A Washington Post article on the NUL’s “Apartheid” report quoted a network spokesperson defending guest selection practices as relying on those from top echelons of government which are mostly white men. No spokesperson offered any explanation for the lack of diversity in other guests and those questioning the guests.
Following issuance of that report the NUL sent numerous letters to the heads of CNN/US, FOX News, MSNBC and NBC urging them to increase racial diversity in news analysis, coverage and commentary.
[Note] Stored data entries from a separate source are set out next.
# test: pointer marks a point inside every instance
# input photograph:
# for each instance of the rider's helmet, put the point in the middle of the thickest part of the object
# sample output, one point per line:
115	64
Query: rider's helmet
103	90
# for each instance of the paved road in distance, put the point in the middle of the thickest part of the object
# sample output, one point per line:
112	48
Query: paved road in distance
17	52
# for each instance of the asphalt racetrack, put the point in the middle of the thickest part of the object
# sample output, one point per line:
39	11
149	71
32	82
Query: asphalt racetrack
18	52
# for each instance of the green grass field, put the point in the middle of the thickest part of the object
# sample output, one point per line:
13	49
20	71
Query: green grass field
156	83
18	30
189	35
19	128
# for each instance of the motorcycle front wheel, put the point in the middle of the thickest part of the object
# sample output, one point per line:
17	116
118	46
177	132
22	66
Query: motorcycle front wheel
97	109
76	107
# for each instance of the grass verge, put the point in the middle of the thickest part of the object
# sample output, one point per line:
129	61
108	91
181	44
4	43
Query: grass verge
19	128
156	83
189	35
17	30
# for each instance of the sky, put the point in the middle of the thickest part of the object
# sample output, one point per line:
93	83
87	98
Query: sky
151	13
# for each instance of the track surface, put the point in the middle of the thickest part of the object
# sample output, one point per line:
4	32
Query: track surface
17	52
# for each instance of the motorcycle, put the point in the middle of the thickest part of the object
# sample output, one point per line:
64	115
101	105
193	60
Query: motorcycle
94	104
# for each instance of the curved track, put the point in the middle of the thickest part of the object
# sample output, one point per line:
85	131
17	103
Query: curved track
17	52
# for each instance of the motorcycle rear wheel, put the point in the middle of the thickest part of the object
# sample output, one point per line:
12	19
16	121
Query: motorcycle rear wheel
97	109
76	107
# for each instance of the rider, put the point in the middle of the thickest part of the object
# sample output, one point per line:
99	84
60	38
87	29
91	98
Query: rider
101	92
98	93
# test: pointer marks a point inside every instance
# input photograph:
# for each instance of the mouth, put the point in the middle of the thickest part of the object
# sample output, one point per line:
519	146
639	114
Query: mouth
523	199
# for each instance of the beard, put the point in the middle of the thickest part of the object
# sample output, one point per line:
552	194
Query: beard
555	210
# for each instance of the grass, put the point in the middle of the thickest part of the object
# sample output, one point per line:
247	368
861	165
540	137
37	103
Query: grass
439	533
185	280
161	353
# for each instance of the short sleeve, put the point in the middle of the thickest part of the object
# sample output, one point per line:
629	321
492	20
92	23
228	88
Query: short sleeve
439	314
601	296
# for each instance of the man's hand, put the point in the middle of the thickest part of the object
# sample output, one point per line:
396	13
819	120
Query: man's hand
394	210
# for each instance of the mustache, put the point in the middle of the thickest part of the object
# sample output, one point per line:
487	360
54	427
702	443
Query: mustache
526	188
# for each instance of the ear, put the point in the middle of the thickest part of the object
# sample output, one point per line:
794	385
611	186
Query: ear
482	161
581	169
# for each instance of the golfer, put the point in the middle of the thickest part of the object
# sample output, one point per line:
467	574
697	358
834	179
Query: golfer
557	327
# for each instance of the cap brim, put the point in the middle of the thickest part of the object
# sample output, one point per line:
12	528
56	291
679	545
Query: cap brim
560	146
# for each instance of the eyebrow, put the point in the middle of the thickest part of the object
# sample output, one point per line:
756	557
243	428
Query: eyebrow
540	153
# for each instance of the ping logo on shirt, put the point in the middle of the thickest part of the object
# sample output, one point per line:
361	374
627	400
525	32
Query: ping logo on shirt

A 2009 letter to those news managers, referencing an ignored 2008 letter, produced no reply from those network heads, according to Chanelle Hardy, the Executive Director of the NUL’s Policy Institute which issued that “Apartheid” report.
This lack of response from top broadcast officials conflicts with provisions in the Ethics Code of the Society of Professional Journalists. That Code states journalists should engage in “dialogue with the public about journalistic conduct” and should “encourage the public to voice grievances against the news media.”
The NUL’s 2009 letter criticized the incendiary rhetoric of TV talking-heads Glenn Beck, Pat Buchanan and Lou Dobbs…all of whom laud the Tea Party.
Many in the media bash criticism of racism in conservative ranks by citing Free Speech. Yet many of those taking this knee-jerk approach possess poor records on diversity themselves.
In August 2009, The Augusta Chronicle in Georgia published an editorial blasting a group for seeking to “silence” Glenn Beck by organizing a boycott against firms advertising on Beck’s FOX television show. Left unsaid was that the Chronicle, according to an ASNE census, has a nine percent non-white newsroom staff operating in a county that is over 50 percent non-white.
The NUL’s Chanelle Hardy sees the NAACP’s stance on the Tea Party as positive, a posture she doesn’t take on many mainstream news media practices.
“Lack of diversity remains an ongoing problem,” Hardy said. “The viewpoints being presented are not representative of the diverse country we live in.”